篠山紀信に女装グラビアを撮ってもらった小説家の肖像―仙田学の『女のコより僕のほうが可愛いもんっ!!』
ところがお金を出せば買えるおもちゃと違い、女性の肉体はどうすれば所有できるのか、見当もつかなかった。どうすれば所有したことになるのかも、所有した後に何をしたいのかもわからない。ただ闇雲に、渇望だけが募っていく。手に入れることができないものだからこそ渇望が募るのだと、薄々気づいてはいた。
私は不可能なことにこそ挑みたくなる性格だ。どうせ手に入らないのなら、いっそのこと求めているものに自分がなってしまえばいい、と考えた。仮面ライダーに憧れるあまりに、ベルトを欲しがるだけでは飽き足らず仮面ライダーそのものになることを夢見る幼児のように。
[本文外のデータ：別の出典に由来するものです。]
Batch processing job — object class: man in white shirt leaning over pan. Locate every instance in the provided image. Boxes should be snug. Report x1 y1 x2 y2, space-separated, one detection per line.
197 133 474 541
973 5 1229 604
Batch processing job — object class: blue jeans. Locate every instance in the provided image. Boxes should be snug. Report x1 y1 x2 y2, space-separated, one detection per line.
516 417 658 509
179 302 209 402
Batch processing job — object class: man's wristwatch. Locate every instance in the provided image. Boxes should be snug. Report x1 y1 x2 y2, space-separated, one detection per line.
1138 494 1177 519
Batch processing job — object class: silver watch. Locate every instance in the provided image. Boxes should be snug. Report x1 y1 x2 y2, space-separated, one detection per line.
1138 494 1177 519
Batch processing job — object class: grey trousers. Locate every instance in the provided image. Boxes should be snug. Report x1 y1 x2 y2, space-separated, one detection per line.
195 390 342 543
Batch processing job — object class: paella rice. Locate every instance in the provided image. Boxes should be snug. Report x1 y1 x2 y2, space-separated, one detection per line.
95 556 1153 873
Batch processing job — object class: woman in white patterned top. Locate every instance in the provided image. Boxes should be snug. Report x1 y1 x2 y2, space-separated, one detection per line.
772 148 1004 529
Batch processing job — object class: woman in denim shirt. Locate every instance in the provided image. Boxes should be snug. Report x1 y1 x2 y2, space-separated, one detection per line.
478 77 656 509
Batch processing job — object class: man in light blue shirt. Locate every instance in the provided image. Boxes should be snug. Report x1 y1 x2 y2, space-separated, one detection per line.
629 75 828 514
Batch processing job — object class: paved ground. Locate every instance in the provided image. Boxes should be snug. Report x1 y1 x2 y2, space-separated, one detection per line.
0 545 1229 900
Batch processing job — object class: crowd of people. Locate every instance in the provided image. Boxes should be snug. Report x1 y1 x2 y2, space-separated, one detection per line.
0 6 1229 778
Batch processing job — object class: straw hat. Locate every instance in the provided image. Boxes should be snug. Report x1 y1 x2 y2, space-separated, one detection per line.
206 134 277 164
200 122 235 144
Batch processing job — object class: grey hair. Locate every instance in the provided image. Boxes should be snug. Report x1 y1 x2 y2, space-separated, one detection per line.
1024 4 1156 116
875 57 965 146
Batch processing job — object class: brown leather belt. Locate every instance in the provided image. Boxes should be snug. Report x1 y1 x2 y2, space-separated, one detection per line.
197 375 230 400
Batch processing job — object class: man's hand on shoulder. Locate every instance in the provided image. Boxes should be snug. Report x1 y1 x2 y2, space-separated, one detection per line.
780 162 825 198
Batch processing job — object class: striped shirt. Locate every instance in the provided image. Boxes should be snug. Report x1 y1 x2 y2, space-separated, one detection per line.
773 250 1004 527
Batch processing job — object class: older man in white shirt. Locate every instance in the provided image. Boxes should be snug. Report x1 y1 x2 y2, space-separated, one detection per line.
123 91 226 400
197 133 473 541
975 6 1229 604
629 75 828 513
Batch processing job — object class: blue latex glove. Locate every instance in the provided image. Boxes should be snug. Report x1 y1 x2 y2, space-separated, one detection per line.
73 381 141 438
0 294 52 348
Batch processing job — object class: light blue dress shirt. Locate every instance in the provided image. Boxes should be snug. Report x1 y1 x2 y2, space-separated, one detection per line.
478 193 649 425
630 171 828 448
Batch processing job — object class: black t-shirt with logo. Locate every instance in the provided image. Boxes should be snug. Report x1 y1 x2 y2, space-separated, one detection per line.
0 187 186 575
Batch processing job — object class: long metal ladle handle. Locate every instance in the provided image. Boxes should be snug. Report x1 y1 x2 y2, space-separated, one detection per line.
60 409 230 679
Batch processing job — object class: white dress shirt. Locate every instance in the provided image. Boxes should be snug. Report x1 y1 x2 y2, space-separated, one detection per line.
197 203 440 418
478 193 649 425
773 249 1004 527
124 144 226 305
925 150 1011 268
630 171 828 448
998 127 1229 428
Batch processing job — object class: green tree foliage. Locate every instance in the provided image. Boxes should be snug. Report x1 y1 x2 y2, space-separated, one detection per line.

グラビアアイドルになりたい、と当時から自覚していたわけではない。なにかをしたい、欲しい、という願望と、実際にそれらを行動に移したり手に入れたりする行動とのあいだには、必ずしも因果関係が成立するわけではないだろう。何かをしてしまったり、手に入れたりしてしまってから、実はそれを望んでいたのだ、と気づかされることもある。
たとえば夫になることを、私は積極的に望んでいなかった。同棲生活を3年ほど続けたあげく結婚に踏み切ったのは、4人姉妹のうち妻以外の3人が次々と結婚した年だった。なんとなく流れに乗ったのだ。そう言うと消極的に聞こえるかもしれない。だが私たちは何度も離婚の危機を迎えており、そのたびに引き留めていたのは私のほうだった。妻との結婚を強く望んでいたことを、私はそのたびに知ったのだ。結婚した後になって。子どもを持つことも、望んではいなかった。恐れていた。父親に対するわだかまりが解消されないまま大人になった自分には、父親になれる資格などないだろうと。資格のなさに直面することを考えただけで絶望的な気分になった。ところが父親としての資格は、他ならぬ我が子から与えられた。パパ大好き、と抱きつかれるたびに、この子にずっと出会いたかった、そのために生きてきたのだ、と感じずにはいられなくなる。
グラビアアイドルになりたいという願望も、女装姿でグラビアページを担当させていただいた体験が自覚させてくれたものだった。